Comment avons-nous pu oublier l’origine de ce mot ? Qu’a-t-il bien pu se passer pour que nous quittions le confort d’une société libre pensante pour fonder cette autocratie dans laquelle les écrans sont devenus nos guides de bonne conduite ? Pourquoi obéissons-nous aveuglément à ce Bureau ? Comment ce dernier a-t-il gagné sa légitimité ? Est-ce par la force ? La ruse ? Y aura-t-il un jour parmi nous quelqu’un d’assez brave pour contrecarrer ce système fallacieux ? Je suis convaincue que chaque Urbain de cette cité possède ses croyances personnelles, une logique qui lui est propre. Si seulement ces idées pouvaient remonter à la surface de toutes les consciences… Notre société redeviendrait une structure épanouie où chacun pourrait conquérir son avenir, devenir ce qu’il souhaite être, sans attendre les directives des Fileurs à la mode. Personne ne devrait être obligé de penser comme son voisin d’en face. Nous devrions tous être des individus à part entière et non ce Troupeau sans cervelle qui gobe chaque parole du Réseau comme s’il s’agissait du cinquième évangile.

Quand je referme le livre, je suis bouleversée. Seulement, il est déjà 17 h 54. Malgré le désordre de mes émotions et la colère qui déroute mes sens, je dois me hâter de retrouver la sortie.

Effectuant une chorégraphie parfaitement maîtrisée, je déroule mes mouvements à l’envers. Je me lèvre, actionne la lampe de poche, m’avance vers la porte sans oublier de reposer le livre sur l’étagère de l’entrée puis je me glisse dans le couloir de béton sur la pointe de mes baskets. Enfin, je laisse la lumière s’éteindre et pose la petite lampe à mes pieds, sur le sol. Le moment le plus critique de ma journée va se jouer maintenant.

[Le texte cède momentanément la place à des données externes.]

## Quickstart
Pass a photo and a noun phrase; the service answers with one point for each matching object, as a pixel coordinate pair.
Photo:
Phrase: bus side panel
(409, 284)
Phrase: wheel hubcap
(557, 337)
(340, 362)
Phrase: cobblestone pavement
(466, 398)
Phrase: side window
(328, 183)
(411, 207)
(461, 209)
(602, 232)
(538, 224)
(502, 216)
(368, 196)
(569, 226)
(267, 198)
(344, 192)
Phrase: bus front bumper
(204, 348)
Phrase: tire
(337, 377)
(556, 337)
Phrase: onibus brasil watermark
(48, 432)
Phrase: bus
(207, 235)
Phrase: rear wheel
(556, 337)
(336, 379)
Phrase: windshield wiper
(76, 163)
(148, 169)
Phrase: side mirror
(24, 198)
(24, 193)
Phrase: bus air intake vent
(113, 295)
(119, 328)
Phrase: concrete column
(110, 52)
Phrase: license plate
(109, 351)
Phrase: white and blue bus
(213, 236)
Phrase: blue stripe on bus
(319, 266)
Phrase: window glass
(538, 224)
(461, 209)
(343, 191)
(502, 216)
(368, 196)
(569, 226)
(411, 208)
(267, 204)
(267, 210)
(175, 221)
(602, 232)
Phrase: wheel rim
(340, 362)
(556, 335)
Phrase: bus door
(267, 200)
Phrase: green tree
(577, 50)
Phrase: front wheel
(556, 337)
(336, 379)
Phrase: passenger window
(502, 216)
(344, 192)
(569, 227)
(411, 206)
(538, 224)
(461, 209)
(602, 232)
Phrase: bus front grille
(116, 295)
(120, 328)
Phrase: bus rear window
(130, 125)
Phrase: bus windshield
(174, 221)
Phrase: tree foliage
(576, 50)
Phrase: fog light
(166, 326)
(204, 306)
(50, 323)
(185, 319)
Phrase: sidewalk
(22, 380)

Retenant ma respiration, je pousse l’interrupteur de la porte dérobée. Cette dernière pivote sur ses gonds pour me jeter d’un seul coup en pleine lumière. Si quelqu’un passe dans le couloir à cet instant précis, je suis fichue. Comment pourrais-je expliquer ma soudaine apparition dans cette pièce ? Pétrifiée par la peur, je reste une longue seconde sans bouger. Comme aucun bruit ne vient troubler le silence, je me décide à sortir de ma cachette et referme le battement secret prestement.

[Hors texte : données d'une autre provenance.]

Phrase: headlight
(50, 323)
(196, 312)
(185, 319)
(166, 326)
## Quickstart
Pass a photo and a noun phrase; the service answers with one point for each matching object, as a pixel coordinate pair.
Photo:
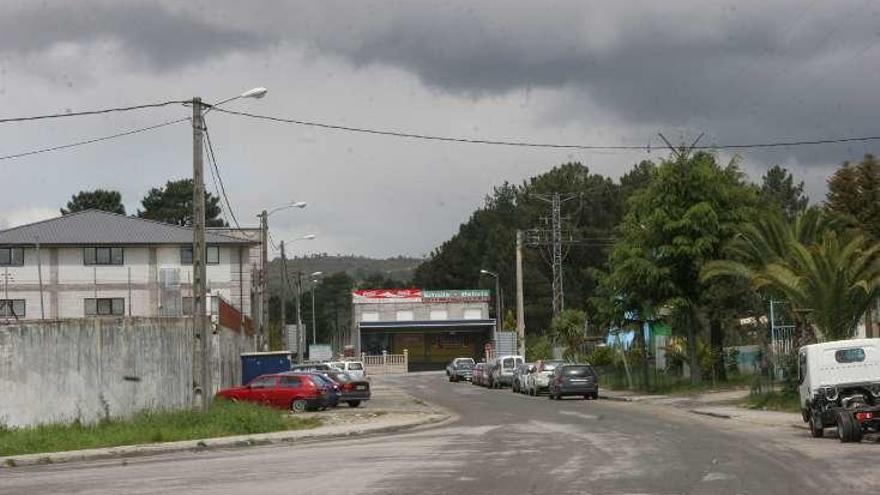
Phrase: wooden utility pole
(520, 307)
(284, 335)
(264, 278)
(199, 268)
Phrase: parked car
(335, 391)
(296, 392)
(461, 369)
(451, 366)
(502, 370)
(477, 376)
(354, 368)
(352, 391)
(839, 385)
(520, 374)
(539, 381)
(574, 379)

Appuyée dos au dragon, je prends quelques secondes pour recouvrer mes esprits. Mon front est à nouveau inondé de sueur. C’est ce qui arrive lorsque la peur me tiraille. Malheureusement, je ne peux pas regagner mon appartement dans cet état. Mes parents se poseraient des questions. Mêmes abrutis par le Fil, les inquiétudes restent tenaces. Alors, malgré l’urgence de la situation, je prends la peine de calmer mes angoisses en essayant de me persuader mentalement que tout va pour le mieux. Puis, je me remets debout.

Seule au milieu du local, j’expire tout doucement. Cinq minutes me séparent de la grande messe du Bureau. Je dois me dépêcher ! D’un mouvement de la tête, je me rebranche au Fil.

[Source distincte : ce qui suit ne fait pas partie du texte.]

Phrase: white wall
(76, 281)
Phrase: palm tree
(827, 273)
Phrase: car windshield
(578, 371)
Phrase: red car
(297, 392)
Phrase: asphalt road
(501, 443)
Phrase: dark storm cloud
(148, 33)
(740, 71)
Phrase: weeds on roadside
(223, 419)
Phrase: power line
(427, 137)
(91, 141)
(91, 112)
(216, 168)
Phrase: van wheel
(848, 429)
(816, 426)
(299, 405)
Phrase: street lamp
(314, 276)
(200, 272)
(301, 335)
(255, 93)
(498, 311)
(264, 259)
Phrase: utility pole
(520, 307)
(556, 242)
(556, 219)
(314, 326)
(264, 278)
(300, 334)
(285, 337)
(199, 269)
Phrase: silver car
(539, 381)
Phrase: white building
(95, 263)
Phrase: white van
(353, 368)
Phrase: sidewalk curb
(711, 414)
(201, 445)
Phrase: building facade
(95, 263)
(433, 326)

Mon départ de la pièce s’effectue dans un brouillard épais. Pareille à une automate préprogrammée, je retourne à la rengaine de ma vie. Les cercles d’élévation qui me propulsent au cinquième étage sont déserts. Tout comme l’intérieur de mon appartement.

Aujourd’hui est identique à hier. Et demain sera pareil à celui-ci. Je me répète à chaque pas que je fais un pas.

Les habitudes, la monotonie sont les seuls jalons rassurants de mon quotidien tourmenté.